The venue, Fourth Street Live!, is well known in Louisville as a spot for business lunches and bachelorette parties. It’s essentially a city block encased in glass and barricaded so that tourists and convention-goers can wander the thoroughfare between electrified bars and upscale-American dining options. Most locals stay away. Occasionally, the open-air space plays host to concerts, the world’s giant disco ball, college basketball exhibitions and, now, professional wrestling matches.

The fight is one of the last of the night, and it seems to have upstaged the heavyweight championship bout, the headline event. Eagle enters the ring alone to confront Jonze and his crew, but is soon joined by two former WWE wrestlers, for whom the crowd goes crazy. Flanked by Mick Foley and Ken Anderson, Eagle takes on Jonze. Sitting ringside, it’s a little stressful. By the time the fighting starts, I’m desperate to see Jonze lose, but Eagle—who pretty much had to learn his all his moves for this fight in one day—is not great out there. He spends a lot of time on the ground and in holds, seemingly worn out. Jonze pins him into a corner and rips Eagle’s shirt down the middle, tearing it off of him. On more than one occasion, he just lies on the ground and, for most of the fight, it looks like he’ll lose. At one point, they build the drama by having a member of Jonze’s posse come into the ring to gang up on Eagle. Anderson jumps in to aid Eagle and it’s all a little confusing from the sideline. But Eagle picks up momentum. He gets in a real punch and then there is one sudden, loud crash as he takes down Shiloh Jonze.

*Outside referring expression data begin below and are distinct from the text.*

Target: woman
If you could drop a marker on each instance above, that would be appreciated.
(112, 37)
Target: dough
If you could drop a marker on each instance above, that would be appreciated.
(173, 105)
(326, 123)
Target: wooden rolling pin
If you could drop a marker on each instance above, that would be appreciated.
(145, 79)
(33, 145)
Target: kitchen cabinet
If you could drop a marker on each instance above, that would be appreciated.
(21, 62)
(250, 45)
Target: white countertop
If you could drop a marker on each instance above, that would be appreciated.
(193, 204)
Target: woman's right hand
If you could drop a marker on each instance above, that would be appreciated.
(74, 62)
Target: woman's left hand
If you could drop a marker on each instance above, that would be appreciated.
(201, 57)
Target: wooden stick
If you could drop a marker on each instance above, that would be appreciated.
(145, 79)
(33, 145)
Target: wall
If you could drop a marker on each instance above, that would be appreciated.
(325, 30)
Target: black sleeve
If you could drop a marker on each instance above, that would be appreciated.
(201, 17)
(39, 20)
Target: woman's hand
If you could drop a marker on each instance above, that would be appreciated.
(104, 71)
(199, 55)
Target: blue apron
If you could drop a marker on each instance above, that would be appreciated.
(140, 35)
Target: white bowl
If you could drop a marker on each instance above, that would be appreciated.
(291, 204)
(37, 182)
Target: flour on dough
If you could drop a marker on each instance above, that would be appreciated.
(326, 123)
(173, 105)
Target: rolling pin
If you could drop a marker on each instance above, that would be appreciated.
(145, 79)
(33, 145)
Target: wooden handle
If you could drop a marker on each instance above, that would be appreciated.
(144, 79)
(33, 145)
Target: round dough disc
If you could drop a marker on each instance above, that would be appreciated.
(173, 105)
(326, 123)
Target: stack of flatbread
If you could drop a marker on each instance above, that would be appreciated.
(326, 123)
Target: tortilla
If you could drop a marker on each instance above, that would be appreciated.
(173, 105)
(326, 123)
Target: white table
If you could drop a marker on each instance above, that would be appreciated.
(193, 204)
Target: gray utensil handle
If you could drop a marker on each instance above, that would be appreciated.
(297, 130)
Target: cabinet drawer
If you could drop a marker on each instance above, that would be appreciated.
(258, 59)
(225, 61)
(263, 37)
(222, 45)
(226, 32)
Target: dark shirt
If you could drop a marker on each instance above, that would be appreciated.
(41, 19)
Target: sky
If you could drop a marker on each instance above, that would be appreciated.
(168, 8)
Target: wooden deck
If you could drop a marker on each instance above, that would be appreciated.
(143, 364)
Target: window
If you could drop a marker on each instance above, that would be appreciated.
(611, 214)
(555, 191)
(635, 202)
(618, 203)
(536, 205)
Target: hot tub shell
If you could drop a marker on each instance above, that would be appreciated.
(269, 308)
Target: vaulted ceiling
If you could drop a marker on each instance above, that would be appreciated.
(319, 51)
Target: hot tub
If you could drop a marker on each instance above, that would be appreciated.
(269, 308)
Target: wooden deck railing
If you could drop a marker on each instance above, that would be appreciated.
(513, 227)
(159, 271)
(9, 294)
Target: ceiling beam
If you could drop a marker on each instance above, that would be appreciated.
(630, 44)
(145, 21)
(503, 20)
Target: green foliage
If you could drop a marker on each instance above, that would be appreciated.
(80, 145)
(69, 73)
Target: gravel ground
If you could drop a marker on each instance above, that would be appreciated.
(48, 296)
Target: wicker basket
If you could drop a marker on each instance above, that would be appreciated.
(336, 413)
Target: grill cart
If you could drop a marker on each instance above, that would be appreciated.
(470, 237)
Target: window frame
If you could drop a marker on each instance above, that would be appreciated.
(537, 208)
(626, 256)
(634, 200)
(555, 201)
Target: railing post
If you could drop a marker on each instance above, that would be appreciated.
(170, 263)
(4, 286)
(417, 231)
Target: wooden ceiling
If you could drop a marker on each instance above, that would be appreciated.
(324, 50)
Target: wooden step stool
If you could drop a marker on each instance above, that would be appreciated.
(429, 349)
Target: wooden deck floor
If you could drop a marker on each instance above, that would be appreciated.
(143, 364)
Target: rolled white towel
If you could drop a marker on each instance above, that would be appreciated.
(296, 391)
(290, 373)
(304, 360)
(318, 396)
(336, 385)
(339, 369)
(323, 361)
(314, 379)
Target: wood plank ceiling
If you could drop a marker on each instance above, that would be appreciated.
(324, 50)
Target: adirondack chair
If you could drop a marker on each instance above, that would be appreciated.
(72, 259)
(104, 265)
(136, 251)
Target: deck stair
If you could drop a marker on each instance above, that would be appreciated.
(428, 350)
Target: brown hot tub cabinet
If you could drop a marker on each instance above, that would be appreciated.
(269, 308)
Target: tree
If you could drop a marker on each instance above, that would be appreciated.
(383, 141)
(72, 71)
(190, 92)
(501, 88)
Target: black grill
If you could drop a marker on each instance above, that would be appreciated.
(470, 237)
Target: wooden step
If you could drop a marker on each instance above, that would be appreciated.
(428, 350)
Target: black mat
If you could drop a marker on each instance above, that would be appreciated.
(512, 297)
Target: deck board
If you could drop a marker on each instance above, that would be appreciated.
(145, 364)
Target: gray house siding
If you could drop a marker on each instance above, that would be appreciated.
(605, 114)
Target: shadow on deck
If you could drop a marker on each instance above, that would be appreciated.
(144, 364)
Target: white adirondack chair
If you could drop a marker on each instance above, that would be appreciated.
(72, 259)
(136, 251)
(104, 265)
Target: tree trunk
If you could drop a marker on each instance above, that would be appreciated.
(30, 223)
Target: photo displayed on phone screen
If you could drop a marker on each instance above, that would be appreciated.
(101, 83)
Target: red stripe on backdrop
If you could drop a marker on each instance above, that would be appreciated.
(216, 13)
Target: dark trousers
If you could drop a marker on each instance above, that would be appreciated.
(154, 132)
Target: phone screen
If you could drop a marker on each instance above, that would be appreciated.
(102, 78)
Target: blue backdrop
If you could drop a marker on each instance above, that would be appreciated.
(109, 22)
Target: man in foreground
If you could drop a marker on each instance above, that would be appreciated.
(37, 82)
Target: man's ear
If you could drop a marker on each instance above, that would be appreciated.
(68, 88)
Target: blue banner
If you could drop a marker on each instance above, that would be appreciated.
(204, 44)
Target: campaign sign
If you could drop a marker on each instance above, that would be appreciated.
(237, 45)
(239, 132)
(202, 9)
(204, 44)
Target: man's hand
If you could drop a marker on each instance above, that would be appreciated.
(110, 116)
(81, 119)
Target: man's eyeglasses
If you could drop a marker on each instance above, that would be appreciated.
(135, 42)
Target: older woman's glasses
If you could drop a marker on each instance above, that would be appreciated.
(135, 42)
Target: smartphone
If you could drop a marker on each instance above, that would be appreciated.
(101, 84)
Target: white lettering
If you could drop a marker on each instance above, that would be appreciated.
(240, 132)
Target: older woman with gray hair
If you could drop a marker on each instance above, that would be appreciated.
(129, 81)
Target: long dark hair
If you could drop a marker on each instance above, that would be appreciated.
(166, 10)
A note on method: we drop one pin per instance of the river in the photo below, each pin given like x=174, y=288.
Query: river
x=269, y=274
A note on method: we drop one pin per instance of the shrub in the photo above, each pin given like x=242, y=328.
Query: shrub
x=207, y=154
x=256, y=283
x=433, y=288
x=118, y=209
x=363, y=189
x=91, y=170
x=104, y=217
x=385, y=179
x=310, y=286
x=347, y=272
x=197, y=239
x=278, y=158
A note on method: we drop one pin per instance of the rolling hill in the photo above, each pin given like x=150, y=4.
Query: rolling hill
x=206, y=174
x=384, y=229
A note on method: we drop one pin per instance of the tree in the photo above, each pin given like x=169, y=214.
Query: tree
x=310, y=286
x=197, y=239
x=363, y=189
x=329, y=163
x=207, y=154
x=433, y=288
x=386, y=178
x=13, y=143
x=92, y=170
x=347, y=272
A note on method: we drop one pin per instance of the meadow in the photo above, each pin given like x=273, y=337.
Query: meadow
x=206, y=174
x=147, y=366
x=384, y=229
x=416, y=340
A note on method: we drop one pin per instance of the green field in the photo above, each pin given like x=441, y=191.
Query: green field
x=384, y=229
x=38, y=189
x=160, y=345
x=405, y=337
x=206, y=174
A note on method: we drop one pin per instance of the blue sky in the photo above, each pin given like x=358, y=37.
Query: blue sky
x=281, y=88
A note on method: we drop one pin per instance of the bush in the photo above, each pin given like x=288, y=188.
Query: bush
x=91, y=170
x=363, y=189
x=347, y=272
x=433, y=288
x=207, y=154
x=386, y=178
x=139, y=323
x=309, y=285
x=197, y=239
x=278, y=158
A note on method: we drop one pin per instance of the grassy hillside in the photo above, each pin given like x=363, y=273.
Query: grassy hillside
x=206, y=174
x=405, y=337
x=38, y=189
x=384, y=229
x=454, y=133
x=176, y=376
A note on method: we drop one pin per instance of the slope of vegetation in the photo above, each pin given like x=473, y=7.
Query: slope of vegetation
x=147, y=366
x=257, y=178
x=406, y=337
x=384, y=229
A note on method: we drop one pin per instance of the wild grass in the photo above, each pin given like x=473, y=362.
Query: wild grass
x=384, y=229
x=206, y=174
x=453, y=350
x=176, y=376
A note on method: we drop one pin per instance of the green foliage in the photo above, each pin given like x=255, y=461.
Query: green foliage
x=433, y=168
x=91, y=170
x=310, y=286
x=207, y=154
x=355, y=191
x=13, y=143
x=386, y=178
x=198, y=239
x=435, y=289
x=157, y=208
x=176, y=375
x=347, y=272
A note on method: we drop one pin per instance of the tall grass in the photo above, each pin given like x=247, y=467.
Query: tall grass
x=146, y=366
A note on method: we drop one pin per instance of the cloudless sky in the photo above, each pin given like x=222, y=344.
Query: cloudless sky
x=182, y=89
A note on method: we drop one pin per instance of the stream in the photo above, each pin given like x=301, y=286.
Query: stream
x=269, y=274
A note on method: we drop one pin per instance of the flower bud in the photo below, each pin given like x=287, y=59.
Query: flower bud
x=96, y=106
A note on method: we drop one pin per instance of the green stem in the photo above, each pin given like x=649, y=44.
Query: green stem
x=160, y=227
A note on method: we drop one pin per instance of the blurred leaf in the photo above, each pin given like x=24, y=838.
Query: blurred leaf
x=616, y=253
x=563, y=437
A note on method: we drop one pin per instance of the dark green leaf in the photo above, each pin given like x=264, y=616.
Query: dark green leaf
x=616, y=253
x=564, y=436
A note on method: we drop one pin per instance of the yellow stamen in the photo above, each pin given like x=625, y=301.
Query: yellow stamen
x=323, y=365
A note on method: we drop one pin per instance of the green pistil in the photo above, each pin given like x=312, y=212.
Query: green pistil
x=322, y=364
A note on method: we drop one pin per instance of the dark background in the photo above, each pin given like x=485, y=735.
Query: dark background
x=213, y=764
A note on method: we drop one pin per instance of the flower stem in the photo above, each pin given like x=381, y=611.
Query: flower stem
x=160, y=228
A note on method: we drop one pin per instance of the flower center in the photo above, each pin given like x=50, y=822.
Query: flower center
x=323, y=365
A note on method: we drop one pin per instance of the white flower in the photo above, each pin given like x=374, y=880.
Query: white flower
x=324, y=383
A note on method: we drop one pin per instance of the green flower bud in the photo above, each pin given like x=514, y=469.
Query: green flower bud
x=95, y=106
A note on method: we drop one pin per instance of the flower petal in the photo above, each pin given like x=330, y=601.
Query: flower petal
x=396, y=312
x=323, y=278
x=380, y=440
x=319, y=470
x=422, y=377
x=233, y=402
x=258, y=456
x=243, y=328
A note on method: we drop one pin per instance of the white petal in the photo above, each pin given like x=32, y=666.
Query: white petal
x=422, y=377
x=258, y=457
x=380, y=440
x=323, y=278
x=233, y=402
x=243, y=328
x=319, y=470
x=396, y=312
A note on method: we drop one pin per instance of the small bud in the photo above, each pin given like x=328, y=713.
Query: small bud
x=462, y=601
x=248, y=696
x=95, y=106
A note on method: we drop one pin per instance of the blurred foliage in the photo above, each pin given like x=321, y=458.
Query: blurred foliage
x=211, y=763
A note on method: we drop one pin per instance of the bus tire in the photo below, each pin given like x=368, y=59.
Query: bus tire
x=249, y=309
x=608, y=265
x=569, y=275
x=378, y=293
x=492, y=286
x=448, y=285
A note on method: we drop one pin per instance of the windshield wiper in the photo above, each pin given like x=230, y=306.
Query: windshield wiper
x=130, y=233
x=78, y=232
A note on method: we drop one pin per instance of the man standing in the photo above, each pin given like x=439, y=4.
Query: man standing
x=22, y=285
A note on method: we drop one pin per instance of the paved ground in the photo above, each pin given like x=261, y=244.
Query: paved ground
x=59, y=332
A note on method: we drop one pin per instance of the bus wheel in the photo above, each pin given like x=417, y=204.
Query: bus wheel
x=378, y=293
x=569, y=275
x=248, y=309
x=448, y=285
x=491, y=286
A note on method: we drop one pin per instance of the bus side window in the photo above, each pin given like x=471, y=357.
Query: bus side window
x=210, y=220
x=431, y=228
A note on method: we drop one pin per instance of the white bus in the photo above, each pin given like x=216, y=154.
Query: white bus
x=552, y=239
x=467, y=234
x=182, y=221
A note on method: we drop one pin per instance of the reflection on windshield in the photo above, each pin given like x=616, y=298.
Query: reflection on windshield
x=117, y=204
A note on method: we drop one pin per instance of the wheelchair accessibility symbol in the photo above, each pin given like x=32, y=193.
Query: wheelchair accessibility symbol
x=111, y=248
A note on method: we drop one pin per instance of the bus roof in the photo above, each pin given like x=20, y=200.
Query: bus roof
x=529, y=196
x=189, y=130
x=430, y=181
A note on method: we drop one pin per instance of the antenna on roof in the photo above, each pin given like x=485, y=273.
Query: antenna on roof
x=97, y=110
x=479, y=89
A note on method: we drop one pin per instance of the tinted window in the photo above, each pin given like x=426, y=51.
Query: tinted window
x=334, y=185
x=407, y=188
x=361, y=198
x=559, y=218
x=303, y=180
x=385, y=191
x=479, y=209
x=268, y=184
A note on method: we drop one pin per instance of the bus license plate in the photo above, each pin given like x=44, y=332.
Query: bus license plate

The crowd cheers. Eagle emerges the victor.

Backstage, in an empty food court, he is still a bundle energy. A half-hour after the fight, he’s sweaty and sore, but excited to talk about the fight and his love of wrestling: “I feel like it went good, but I’m also full of adrenaline. I feel like my body’s going to fall apart. As soon as this energy wave dissipates, I’ll melt into the floor.”

Would he fight again? Absolutely not, he tells me, unless someone offered a big payout (he wasn’t paid to fight Jonze). Tonight was a reckless move, he says. “I feel crazy. I’m a maniac. That’s really the reason [I did this]—I’m a maniac. I didn’t do this for money. I did it because I’m crazy.”

“I came in as the underdog,” Eagle says. “I don’t [wrestle], and Shiloh is a clown. And an asshole. And a dick. And all the dirty words you can think of. So, you want the crowd to hate him and like me. And it sounded like they did.”

Open Mike Eagle’s What Happens When I Try to Relax is out soon.